Fascinated, Thain Peregrin and Meriadoc the Magnificent often visited the White City and made a study of Frodo's Lothlorien undergarments. They took this knowledge back to the Shire, and as Hobbits are nothing if not skilled with hand looms, they improved upon the original drawstring design and a fashion revolution sprang to life.

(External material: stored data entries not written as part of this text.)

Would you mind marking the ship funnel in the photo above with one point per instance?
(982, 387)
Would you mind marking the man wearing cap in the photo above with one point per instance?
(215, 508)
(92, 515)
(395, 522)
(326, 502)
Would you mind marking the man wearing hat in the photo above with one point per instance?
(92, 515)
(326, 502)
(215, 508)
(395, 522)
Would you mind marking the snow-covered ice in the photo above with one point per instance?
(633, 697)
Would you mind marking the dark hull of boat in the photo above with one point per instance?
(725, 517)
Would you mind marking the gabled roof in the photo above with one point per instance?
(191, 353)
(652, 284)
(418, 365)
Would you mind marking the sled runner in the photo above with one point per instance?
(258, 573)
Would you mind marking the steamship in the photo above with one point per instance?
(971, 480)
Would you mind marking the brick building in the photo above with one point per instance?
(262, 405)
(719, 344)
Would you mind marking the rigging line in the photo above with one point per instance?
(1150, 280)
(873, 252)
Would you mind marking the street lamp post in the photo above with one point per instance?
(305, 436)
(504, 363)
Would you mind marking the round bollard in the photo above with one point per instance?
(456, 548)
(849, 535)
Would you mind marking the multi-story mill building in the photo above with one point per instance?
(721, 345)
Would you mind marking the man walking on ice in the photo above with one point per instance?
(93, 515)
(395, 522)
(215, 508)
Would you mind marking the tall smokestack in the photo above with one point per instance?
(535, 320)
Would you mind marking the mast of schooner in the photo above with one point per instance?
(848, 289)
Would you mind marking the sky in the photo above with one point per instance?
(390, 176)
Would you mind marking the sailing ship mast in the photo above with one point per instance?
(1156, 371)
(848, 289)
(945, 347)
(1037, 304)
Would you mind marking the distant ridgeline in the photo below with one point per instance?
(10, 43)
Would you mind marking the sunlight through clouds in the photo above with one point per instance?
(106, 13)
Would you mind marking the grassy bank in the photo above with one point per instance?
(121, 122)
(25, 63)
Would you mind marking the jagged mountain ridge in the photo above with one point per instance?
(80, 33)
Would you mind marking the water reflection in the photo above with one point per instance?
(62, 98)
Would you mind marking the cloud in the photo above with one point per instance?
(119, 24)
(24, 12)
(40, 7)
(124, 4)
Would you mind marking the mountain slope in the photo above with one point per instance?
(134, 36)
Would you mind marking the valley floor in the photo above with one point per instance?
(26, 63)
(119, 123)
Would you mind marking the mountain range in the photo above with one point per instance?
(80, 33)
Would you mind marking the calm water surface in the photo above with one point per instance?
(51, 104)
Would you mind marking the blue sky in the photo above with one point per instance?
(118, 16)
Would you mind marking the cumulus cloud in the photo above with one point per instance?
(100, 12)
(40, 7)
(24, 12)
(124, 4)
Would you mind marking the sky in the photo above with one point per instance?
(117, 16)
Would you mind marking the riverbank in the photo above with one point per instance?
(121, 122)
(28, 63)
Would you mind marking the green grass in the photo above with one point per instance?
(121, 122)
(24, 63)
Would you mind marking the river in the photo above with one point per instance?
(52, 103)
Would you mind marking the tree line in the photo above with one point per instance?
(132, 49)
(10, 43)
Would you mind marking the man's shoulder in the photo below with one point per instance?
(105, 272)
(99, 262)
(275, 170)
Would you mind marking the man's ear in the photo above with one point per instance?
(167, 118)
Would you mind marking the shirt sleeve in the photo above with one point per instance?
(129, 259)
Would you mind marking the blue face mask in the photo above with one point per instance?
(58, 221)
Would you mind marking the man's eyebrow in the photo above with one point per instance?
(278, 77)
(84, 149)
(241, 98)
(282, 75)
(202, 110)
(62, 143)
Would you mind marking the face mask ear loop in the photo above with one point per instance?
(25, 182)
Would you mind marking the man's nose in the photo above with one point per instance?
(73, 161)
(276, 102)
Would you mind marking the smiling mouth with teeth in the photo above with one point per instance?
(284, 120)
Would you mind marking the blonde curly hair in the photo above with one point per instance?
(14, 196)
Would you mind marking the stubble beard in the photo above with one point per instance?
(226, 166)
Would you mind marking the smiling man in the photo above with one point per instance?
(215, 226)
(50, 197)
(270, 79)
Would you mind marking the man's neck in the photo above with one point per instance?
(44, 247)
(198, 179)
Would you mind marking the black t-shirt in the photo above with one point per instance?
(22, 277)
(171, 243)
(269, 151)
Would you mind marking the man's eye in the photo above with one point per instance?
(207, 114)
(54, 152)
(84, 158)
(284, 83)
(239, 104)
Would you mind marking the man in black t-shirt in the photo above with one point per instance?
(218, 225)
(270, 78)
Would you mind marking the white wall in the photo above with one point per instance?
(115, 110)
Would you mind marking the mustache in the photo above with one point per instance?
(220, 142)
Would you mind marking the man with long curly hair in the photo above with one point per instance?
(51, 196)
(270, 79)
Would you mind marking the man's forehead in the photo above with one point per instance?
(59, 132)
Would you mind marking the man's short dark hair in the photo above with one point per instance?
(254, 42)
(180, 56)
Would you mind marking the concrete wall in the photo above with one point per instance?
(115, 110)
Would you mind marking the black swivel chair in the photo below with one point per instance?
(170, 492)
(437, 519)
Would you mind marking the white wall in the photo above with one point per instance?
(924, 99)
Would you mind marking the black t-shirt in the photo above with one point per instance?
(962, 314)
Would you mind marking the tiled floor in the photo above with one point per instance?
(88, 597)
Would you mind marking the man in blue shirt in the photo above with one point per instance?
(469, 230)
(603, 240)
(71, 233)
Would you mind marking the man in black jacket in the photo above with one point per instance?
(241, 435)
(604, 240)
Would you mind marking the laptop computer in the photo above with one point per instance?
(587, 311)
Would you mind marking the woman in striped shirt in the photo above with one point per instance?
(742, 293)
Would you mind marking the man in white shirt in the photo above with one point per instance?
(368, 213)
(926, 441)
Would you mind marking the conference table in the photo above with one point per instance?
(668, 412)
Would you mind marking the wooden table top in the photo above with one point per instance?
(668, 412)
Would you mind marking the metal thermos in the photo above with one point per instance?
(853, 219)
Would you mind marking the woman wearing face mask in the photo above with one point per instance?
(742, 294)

So it was that Hobbits gave up their buttoned drawers and invented the forerunner of what is today's fly-front boxer---with no buttons or ties. Indeed, this new brand of Shire drawers grew in such popularity amongst the Big Folk that it reestablished commerce with the Reunited Kingdom of Gondor and Arnor. Few likely recall that the "Bradley" in "BVD" was once "Brandybuck," but was changed to accommodate the modern names so many of the Little Folk--including Meriadoc's descendants---took upon themselves. One wishing to learn more might consult the archives of Minas Tirith or "Meriadoc's Adopting the Fashion of the Big People,", an appendix to his "Herblore of the Shire."

Of course, the luxurious material that made up Frodo's original Lothlorien drawers is now preserved at Great Smials, the Mathom-house, and in the museum of Minas Tirith. But duplicating this fabric remains a lost art, for when the last elves of Lothlorien sailed West over the Sea, with them went the last living memory of elvish skivvies in Middle-earth.